String#hash changed in Ruby 1.9?

dpitman · May 4, 2009, 4:24pm

Hi all,
in ruby 1.8.7:
david@trince ~$ ruby -e ‘puts “abc”.hash’
833038373
david@trince ~$ ruby -e ‘puts “abc”.hash’
833038373
david@trince ~$ ruby -e ‘puts “abc”.hash’
833038373

[always the same number]

in ruby 1.9.1:
david@trince ~$ ruby -e ‘puts “abc”.hash’
402929305
david@trince ~$ ruby -e ‘puts “abc”.hash’
-403532784
david@trince ~$ ruby -e ‘puts “abc”.hash’
-650364342

What happened? Is this intentional? Rationale? Any tips on how to
replace it?

dpitman · May 4, 2009, 4:41pm

Am Montag 04 Mai 2009 16:22:01 schrieb David P.:

in ruby 1.9.1:
david@trince ~$ ruby -e ‘puts “abc”.hash’
402929305
david@trince ~$ ruby -e ‘puts “abc”.hash’
-403532784
david@trince ~$ ruby -e ‘puts “abc”.hash’
-650364342

What happened?
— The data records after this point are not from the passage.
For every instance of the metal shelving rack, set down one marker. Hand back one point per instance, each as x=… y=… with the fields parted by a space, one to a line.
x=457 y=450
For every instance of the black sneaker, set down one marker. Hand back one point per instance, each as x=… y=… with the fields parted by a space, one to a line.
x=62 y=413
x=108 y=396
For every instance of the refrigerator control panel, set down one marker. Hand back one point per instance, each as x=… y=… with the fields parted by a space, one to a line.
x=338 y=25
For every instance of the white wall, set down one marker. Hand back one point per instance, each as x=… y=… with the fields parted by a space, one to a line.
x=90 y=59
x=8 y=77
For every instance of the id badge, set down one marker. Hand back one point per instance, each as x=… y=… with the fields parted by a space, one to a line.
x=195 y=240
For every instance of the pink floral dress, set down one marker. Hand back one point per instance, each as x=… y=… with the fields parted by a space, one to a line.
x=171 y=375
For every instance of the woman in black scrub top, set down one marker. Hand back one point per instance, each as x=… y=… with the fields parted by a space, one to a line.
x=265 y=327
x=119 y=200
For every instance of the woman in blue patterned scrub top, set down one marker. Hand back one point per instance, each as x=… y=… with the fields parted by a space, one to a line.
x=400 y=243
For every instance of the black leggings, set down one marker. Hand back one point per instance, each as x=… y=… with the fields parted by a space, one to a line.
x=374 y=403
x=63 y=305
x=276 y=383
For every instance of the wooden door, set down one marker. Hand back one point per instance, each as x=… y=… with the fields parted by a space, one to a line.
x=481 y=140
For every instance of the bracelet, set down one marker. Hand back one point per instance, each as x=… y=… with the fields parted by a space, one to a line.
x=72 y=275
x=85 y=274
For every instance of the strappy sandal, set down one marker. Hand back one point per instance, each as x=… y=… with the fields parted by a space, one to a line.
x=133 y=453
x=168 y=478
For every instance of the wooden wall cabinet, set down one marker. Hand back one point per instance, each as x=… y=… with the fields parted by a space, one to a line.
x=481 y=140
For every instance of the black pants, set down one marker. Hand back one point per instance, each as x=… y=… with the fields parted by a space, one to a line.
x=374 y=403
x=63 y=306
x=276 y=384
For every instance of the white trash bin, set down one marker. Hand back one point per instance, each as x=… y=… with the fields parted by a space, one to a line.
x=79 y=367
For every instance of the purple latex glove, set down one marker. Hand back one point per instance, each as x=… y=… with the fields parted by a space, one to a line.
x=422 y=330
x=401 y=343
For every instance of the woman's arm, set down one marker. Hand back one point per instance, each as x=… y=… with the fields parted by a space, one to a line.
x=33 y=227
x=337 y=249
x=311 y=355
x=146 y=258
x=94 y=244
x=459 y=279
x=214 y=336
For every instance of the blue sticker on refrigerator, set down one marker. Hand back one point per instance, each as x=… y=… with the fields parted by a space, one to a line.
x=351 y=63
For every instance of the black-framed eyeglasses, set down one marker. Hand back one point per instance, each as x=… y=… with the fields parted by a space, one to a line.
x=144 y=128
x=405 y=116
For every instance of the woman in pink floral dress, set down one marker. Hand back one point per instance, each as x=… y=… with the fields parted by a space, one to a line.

Is this intentional?

1.9 uses murmurhash(http://murmurhash.googlepages.com/) with a random
seed
which is generated once per application-run.

Any tips on how to replace it?

What does it hurt if the hash value of a string does not remain constant
between runs of the application?

HTH,
Sebastian

dpitman · May 4, 2009, 4:49pm

Any tips on how to replace it?

What does it hurt if the hash value of a string does not remain constant
between runs of the application?

In my case it’s pretty bad. I use it in a command line utility to cache
rake tasks. I create one cachefile for each directory, naming them using
the String#hash of the full path (Dir.pwd.hash). If the hash is
different the next time the program runs the cache lookup fails (and I
get a new cache file instead of the old one).

So, I don’t need anything fancy, just an equivalent to Dir.pwd.hash that
stay consistent. Do I need to MD5 it? Feels like overkill. Why was this
changed in the first place?

dpitman · May 4, 2009, 10:58pm

On Tue, 5 May 2009 02:15:09 +0900, Robert K. wrote:

Hm… But you do admit that this is a bit abusive, do you?
Especially since there are no guarantees that you won’t have any
collisions with a hash value like the one returned by #hash.

Oh yes, it’s just a quick and convenient way of doing it. Dunno if I’d
call it “abusive”, but it’s sure not military grade programming…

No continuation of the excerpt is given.